Today’s generative AI models, such as those behind Cat And Geminiare trained on acts of real data, but even all the content on the Internet is not enough to prepare a model for each possible situation.
To continue to grow, these models must be formed on simulated or synthetic data, which are plausible, but not real scenarios. AI developers must do so responsible, said experts on a South by Southwest panel, where things could turn quickly.
The use of simulated data in the training of artificial intelligence models has attracted new attention this year since the launch of Deepseek aiA new model produced in China which has been formed using more synthetic data than other models, saving money and processing power.
But experts say that it is more than economics on the collection and processing of data. Synthetic data – The computer often generated by AI itself – can teach a model on scenarios that do not exist in the real information that it has been provided but that it could be confronted in the future. This possibility in a million million does not need to surprise an AI model if it is seen a simulation.
“With simulated data, you can get rid of the idea of EDGE cases, assuming that you can trust him,” said Oji Udezue, who managed product teams at Twitter, Atlassian, Microsoft and other companies. He and the other panelists spoke on Sunday at the SXSW conference in Austin, Texas. “We can build a product that works for 8 billion people, in theory, as long as we can trust it.”
The difficult part is to make sure you can trust him.
The problem with simulated data
The simulated data has many advantages. On the one hand, it costs less to produce. You can crush thousands of simulated cars using software, but to get the same results in real life, you must really break cars – which costs a lot of money – said Udezue.

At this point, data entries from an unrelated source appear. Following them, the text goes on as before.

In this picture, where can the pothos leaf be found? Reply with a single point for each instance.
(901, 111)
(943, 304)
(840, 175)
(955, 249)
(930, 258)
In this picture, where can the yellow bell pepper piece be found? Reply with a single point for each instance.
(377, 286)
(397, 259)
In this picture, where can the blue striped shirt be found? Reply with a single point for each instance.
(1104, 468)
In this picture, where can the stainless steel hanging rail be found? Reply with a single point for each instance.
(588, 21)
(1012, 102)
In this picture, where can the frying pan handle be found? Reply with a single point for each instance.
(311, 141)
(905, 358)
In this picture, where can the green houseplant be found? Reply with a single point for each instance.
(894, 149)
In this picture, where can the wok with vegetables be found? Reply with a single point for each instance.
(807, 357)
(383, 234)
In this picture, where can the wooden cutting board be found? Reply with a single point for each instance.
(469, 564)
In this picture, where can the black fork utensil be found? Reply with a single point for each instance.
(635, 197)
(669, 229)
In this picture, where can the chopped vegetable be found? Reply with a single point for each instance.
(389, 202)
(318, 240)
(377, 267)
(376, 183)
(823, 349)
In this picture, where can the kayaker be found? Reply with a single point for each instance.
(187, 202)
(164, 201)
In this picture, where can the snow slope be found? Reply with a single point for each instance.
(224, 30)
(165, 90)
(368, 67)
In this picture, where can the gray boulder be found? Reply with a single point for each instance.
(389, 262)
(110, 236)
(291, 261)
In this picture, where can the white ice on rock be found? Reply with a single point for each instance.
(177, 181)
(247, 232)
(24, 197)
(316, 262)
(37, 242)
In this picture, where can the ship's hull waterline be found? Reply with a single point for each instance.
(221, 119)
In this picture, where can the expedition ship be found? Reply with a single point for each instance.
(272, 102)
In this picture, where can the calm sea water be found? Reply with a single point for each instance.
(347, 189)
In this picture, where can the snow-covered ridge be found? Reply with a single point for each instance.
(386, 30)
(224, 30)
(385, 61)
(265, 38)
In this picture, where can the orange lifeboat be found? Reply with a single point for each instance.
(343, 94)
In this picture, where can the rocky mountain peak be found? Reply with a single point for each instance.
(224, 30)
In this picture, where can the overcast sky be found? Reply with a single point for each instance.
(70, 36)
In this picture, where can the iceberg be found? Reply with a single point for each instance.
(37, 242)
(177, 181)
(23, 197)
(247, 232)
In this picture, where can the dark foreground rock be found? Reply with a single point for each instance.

If you form an autonomous car, for example, you must capture less common scenarios than a vehicle could live on the roads, even if they are not in training data, said Tahir Ekin, professor of commercial analysis at Texas State University. He used the case of bats which make spectacular emergence of the Austin Congress avenue bridge. This may not appear in training data, but an autonomous car will need to know how to respond to a battle of bats.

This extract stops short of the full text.